AKAA 2017: reflet de la créativité artistique d’Afrique

Il y a presqu’un mois, l’art africain était de  nouveau célébré au cœur de Paris. Et l’événement qui a mis un projecteur sur la scène artistique contemporaine d’Afrique c’est AKAA , autrement dit Also Known As Africa, foire fondée et dirigée par Victoria Mann . AKAA  peut se définir comme une foire inclusive dont l’objectif réside dans l’échange de perspectives avec et pour l’Afrique, autour de la diversité de sa création.

Le rendez-vous qui en est à sa deuxième édition s’est déroulé du 10 au 12 novembre 2017, dans un lieu marqué par une dimension culturelle très forte : le Carreau du Temple dont la seule évocation est un gage de succès. Cet événement mêlant professionnels, amateurs et collectionneurs d’art africain a réuni des spécificités de 150 artistes venus de 28 pays différents. Outre les stands d’exposition des galeries, on pouvait aussi assister à des rencontres et débats mis en place par la directrice de la programmation culturelle Salimata Diop , avec des artistes dont le travail s’articule autour de la thématique de guérison.
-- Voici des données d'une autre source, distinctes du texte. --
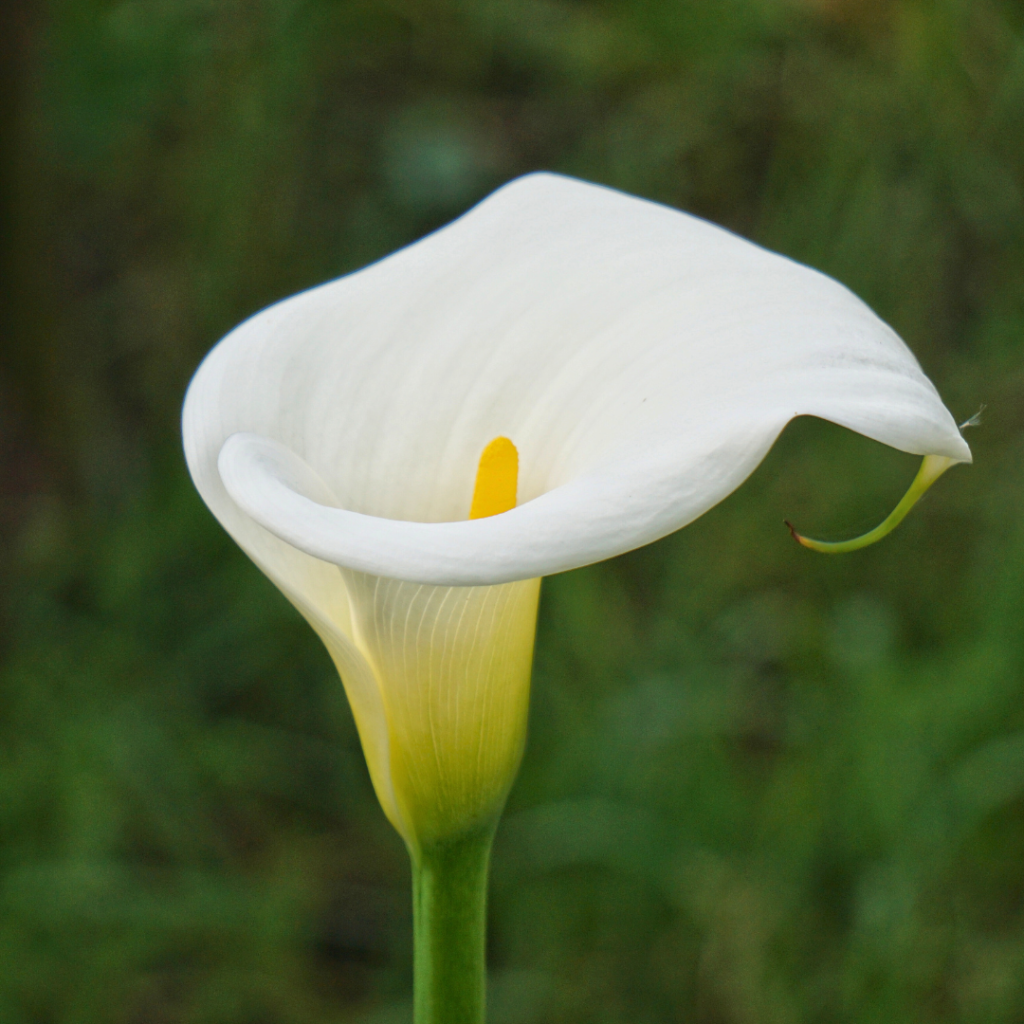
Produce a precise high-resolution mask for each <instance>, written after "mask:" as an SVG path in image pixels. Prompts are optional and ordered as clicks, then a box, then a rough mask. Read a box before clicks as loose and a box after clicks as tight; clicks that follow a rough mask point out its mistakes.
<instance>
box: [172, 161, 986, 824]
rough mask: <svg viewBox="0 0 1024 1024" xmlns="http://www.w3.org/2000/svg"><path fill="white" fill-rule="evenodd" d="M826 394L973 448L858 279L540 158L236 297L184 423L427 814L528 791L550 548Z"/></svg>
mask: <svg viewBox="0 0 1024 1024" xmlns="http://www.w3.org/2000/svg"><path fill="white" fill-rule="evenodd" d="M802 415H811V416H819V417H821V418H824V419H827V420H830V421H833V422H835V423H838V424H840V425H843V426H846V427H849V428H851V429H853V430H856V431H858V432H860V433H862V434H864V435H866V436H868V437H871V438H873V439H876V440H879V441H882V442H884V443H887V444H890V445H892V446H894V447H897V449H900V450H901V451H904V452H909V453H913V454H918V455H921V456H929V457H933V458H936V459H944V460H948V461H949V462H950V463H952V462H969V461H970V459H971V453H970V450H969V449H968V446H967V444H966V443H965V442H964V439H963V438H962V437H961V434H959V431H958V430H957V427H956V424H955V422H954V421H953V420H952V418H951V416H950V415H949V413H948V411H947V410H946V409H945V408H944V406H943V404H942V401H941V399H940V398H939V396H938V394H937V392H936V390H935V388H934V386H933V385H932V384H931V382H930V381H929V380H928V378H927V377H926V376H925V374H924V373H923V372H922V370H921V367H920V366H919V365H918V362H916V359H915V358H914V357H913V355H912V353H910V351H909V350H908V349H907V348H906V346H905V345H904V344H903V343H902V341H900V339H899V338H898V337H897V336H896V335H895V334H894V333H893V331H892V330H891V329H890V328H888V327H887V326H886V325H885V324H884V323H882V322H881V321H880V319H879V317H878V316H876V315H874V313H872V312H871V310H870V309H868V308H867V307H866V306H865V305H864V304H863V303H862V302H861V301H860V300H859V299H857V298H856V297H855V296H854V295H852V294H851V293H850V292H849V291H847V290H846V289H845V288H843V286H841V285H840V284H838V283H837V282H835V281H831V280H830V279H828V278H825V276H824V275H822V274H820V273H817V272H816V271H814V270H811V269H809V268H807V267H804V266H801V265H799V264H797V263H794V262H793V261H791V260H787V259H785V258H784V257H781V256H778V255H775V254H773V253H769V252H767V251H765V250H763V249H761V248H759V247H758V246H755V245H752V244H751V243H749V242H745V241H743V240H741V239H738V238H737V237H735V236H733V234H731V233H730V232H728V231H725V230H723V229H721V228H719V227H716V226H715V225H713V224H709V223H707V222H706V221H702V220H699V219H697V218H695V217H690V216H688V215H686V214H683V213H680V212H679V211H675V210H670V209H667V208H665V207H660V206H657V205H656V204H653V203H648V202H645V201H643V200H639V199H635V198H632V197H628V196H624V195H622V194H620V193H615V191H613V190H611V189H607V188H602V187H600V186H596V185H591V184H587V183H585V182H580V181H573V180H571V179H567V178H563V177H559V176H557V175H551V174H536V175H529V176H527V177H525V178H521V179H519V180H517V181H514V182H511V183H510V184H509V185H507V186H505V187H504V188H502V189H500V190H499V191H498V193H496V194H495V195H494V196H492V197H490V198H488V199H487V200H485V201H484V202H482V203H481V204H480V205H479V206H477V207H476V208H474V209H473V210H472V211H470V212H469V213H468V214H466V215H465V216H464V217H462V218H460V219H459V220H457V221H455V222H454V223H453V224H451V225H449V226H447V227H445V228H442V229H441V230H439V231H436V232H434V233H433V234H431V236H429V237H427V238H426V239H424V240H422V241H421V242H419V243H416V244H415V245H412V246H410V247H408V248H407V249H403V250H401V251H399V252H397V253H395V254H393V255H392V256H389V257H387V258H386V259H384V260H382V261H380V262H378V263H376V264H373V265H372V266H370V267H367V268H366V269H364V270H360V271H358V272H356V273H353V274H349V275H348V276H346V278H343V279H340V280H339V281H336V282H332V283H330V284H327V285H324V286H321V287H319V288H315V289H312V290H311V291H309V292H305V293H302V294H301V295H298V296H294V297H293V298H291V299H287V300H285V301H284V302H281V303H278V304H276V305H274V306H272V307H270V308H269V309H266V310H264V311H263V312H261V313H259V314H257V315H255V316H254V317H252V318H251V319H250V321H248V322H246V323H245V324H243V325H241V326H240V327H239V328H237V329H236V330H234V331H233V332H232V333H231V334H230V335H229V336H228V337H227V338H225V339H224V340H223V341H222V342H221V343H220V344H219V345H218V346H217V347H216V348H215V349H213V351H211V353H210V354H209V355H208V356H207V358H206V360H205V361H204V364H203V366H202V367H201V369H200V371H199V372H198V373H197V375H196V377H195V379H194V381H193V383H191V385H190V386H189V390H188V395H187V398H186V403H185V410H184V417H183V432H184V438H185V451H186V456H187V459H188V465H189V469H190V471H191V473H193V476H194V479H195V480H196V483H197V486H198V487H199V489H200V492H201V494H202V495H203V497H204V499H205V500H206V501H207V503H208V504H209V506H210V507H211V509H213V511H214V512H215V514H216V515H217V516H218V518H219V519H220V521H221V522H222V523H223V524H224V526H225V527H226V528H227V529H228V531H229V532H230V534H231V535H232V536H233V537H234V538H236V540H238V542H239V543H240V544H241V545H242V546H243V548H245V550H246V551H247V552H248V553H249V555H250V556H251V557H252V558H253V559H254V560H255V561H256V562H257V564H258V565H259V566H260V567H261V568H262V569H263V570H264V571H265V572H266V573H267V575H269V577H270V579H271V580H273V582H274V583H275V584H276V585H278V586H279V587H280V588H281V589H282V591H283V592H284V593H285V594H286V595H287V596H288V597H289V599H290V600H292V601H293V603H294V604H295V605H296V606H297V607H298V608H299V610H300V611H301V612H302V613H303V614H304V615H305V616H306V617H307V618H308V620H309V622H310V624H311V625H312V626H313V628H314V629H315V630H316V631H317V633H318V634H319V635H321V637H322V638H323V639H324V642H325V643H326V644H327V646H328V648H329V649H330V650H331V653H332V655H333V656H334V658H335V662H336V663H337V665H338V667H339V669H340V671H341V673H342V677H343V679H344V681H345V686H346V689H347V691H348V694H349V698H350V701H351V705H352V709H353V713H354V716H355V719H356V724H357V726H358V728H359V734H360V738H361V740H362V743H364V748H365V750H366V752H367V759H368V762H369V763H370V768H371V773H372V775H373V778H374V784H375V786H376V788H377V792H378V794H379V796H380V798H381V803H382V804H383V806H384V808H385V811H386V812H387V814H388V816H389V817H390V819H391V820H392V821H393V822H394V823H395V825H396V827H398V829H399V831H401V834H402V835H403V836H404V837H406V838H407V841H409V842H410V843H415V842H417V836H420V835H422V836H426V835H428V834H429V835H431V836H439V835H441V834H442V833H444V830H445V829H451V828H453V827H456V823H457V822H458V821H460V820H469V819H471V818H473V817H474V815H476V816H478V815H482V814H485V813H489V810H487V809H488V808H493V807H497V806H499V805H500V803H501V800H503V799H504V793H505V787H506V785H507V782H506V781H504V780H503V781H502V782H501V784H498V783H497V782H494V783H492V782H487V781H485V778H484V776H486V777H488V778H497V777H498V775H499V774H501V772H500V771H499V766H504V767H502V769H501V770H502V771H504V770H505V768H507V767H508V766H509V765H514V763H516V762H517V759H518V752H519V750H520V746H521V727H522V723H523V722H524V720H525V718H524V716H525V700H526V690H527V678H528V667H529V651H530V647H531V643H532V631H534V620H535V616H536V608H537V599H538V593H539V583H538V578H540V577H542V575H546V574H550V573H553V572H561V571H564V570H566V569H570V568H574V567H577V566H581V565H585V564H588V563H590V562H594V561H598V560H600V559H603V558H608V557H611V556H613V555H616V554H620V553H622V552H624V551H628V550H630V549H632V548H636V547H639V546H640V545H643V544H647V543H649V542H651V541H654V540H657V539H658V538H660V537H664V536H666V535H667V534H670V532H672V531H673V530H675V529H678V528H679V527H681V526H683V525H685V524H686V523H688V522H690V521H691V520H693V519H694V518H696V517H697V516H699V515H701V514H702V513H703V512H706V511H707V510H708V509H709V508H711V507H712V506H713V505H715V504H716V503H718V502H719V501H721V500H722V499H723V498H725V497H726V496H727V495H728V494H729V493H731V492H732V490H733V489H734V488H735V487H736V486H738V485H739V484H740V483H741V482H742V480H744V479H745V478H746V476H749V475H750V474H751V473H752V472H753V471H754V469H755V468H756V467H757V465H758V464H759V463H760V462H761V460H762V459H763V458H764V456H765V455H766V454H767V452H768V450H769V447H770V446H771V445H772V443H773V442H774V440H775V438H776V437H777V436H778V434H779V433H780V431H781V430H782V429H783V428H784V426H785V424H786V423H788V422H790V421H791V420H792V419H794V417H797V416H802ZM509 438H515V444H514V445H513V444H512V442H511V440H510V439H509ZM481 453H482V454H481ZM474 471H475V473H474ZM456 694H458V695H459V696H458V699H456V697H455V695H456ZM489 722H494V723H501V728H500V729H499V726H498V725H495V726H494V728H493V729H492V726H490V725H488V724H485V723H489ZM499 732H502V736H504V737H505V738H502V736H499ZM488 759H490V760H488ZM457 776H459V777H460V778H464V779H465V780H466V781H465V785H464V786H463V782H458V783H457V782H456V781H454V780H455V779H456V777H457ZM471 791H472V792H473V793H476V796H473V795H472V794H471ZM428 792H429V793H431V794H433V796H431V797H430V799H429V800H428V796H427V795H428ZM428 803H429V804H430V807H429V809H428V808H427V805H428ZM424 829H425V830H424Z"/></svg>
Je n’ai pas connu la première édition de la foire. Mais après le printemps parisien dédié à l’art africain que j’évoquais dans mon article  L’ Afrique au Waximum , c’était là une nouvelle occasion pour découvrir une gamme encore plus variée d’expression artistique contemporaine. L’état d’esprit des 60 artistes présents (composés autant d’habitués que de nouveaux talents invités par des galeries) était propice au partage. Ils ont su tisser des liens avec le public venu voir leurs œuvres. Tout le monde s’est accordé sur le fait que cette foire était pleine de fraîcheur, avec une simplicité et un dynamisme assez peu fréquents dans de pareils salons.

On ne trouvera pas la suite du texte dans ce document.